Re: Solubility product constant
Posted: Wed May 25, 2022 11:40 pm
by ChenBeier
1. Do you know the law of mass Action?
2. What is your own atempt to this.
3. Your deviation question, maybe send them a PN, here is not much traffic.
Re: Solubility product constant
Posted: Wed May 25, 2022 11:49 pm
by Dhamnekar Winod
I am working on a) and b).
(Deviation from the subject)What is PN? Would you explain?
Re: Solubiity product constant
Posted: Thu May 26, 2022 12:39 am
by ChenBeier
PN = Personal notification also PM Personal message or easier called email.
Re: Solubility product constant
Posted: Fri May 27, 2022 4:21 am
by alexshokz
Nice post
Re: Solubility product constant
Posted: Thu Aug 18, 2022 9:06 am
by Dhamnekar Winod
My answer to (a):
\(Mg(OH)_2 + 2 e^- \leftrightarrow Mg + 2 OH^- E^{\circ} = -2.67 V \) oxidation
\( Mg + 2 e^- \rightarrow Mg E^{\circ}= -2.36 V K = \frac{1}{K_{sp}}\) reduction
\( log K = \frac{2 [-2.36 -(-2.67)]}{0.059} =10.51 \)
\(K=\frac{1}{K_{sp}}= 3.2 \times 10^{10} \)
\(K_{sp}\) = 3.1e-11
My answer to (b):
\(Ag + 2 NH_3 \rightarrow Ag(NH_3)_2^+ E^{\circ} =?\)

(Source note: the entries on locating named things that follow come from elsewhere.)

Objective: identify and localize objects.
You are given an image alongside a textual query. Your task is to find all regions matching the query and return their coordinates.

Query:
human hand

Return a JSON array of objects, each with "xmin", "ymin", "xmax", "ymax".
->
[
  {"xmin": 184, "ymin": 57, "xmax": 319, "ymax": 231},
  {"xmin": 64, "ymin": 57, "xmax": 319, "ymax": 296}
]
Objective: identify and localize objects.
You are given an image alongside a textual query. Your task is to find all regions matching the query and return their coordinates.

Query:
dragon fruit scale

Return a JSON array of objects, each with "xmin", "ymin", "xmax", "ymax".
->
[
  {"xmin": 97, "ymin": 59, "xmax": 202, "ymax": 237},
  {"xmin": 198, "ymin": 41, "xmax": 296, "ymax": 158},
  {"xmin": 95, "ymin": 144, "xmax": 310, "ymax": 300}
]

\(Ag^+ + e^- \rightarrow Ag E^{\circ} = 0.80 V \)
Now, how to answer (b)?
Re: Solubility product constant
Posted: Thu Aug 18, 2022 11:51 am
by ChenBeier
For Ag + 2 NH
3 => [Ag (NH
3)
2]+ + e- is E°= 0,413 V
Calculation here but it is in german
https://www.chemieunterricht.de/dc2/kom ... -best.html
Re: Solubility product constant
Posted: Thu Aug 18, 2022 10:58 pm
by Dhamnekar Winod
I found on Internet, E°= 0.37 Volts for the reaction [Ag(NH₃)₂]⁺ + e⁻ ⇌ Ag + 2 NH₃.
So, K = Kf, Log Kf= \(\frac{0.80 Volts-0.37 Volts}{0.059} = 7.29 K_f= 1.9 \times 10^7 \)
There is a discrepancy between your answer of 2.1e6 and my answer 1.9e7. Is this discrepancy significant?
Re: Solubility product constant
Posted: Fri Aug 19, 2022 6:30 am
by ChenBeier
In the link they also mentioned 1.2 x 10^7 . What is more close to your result with 1.9 x 10 ^7.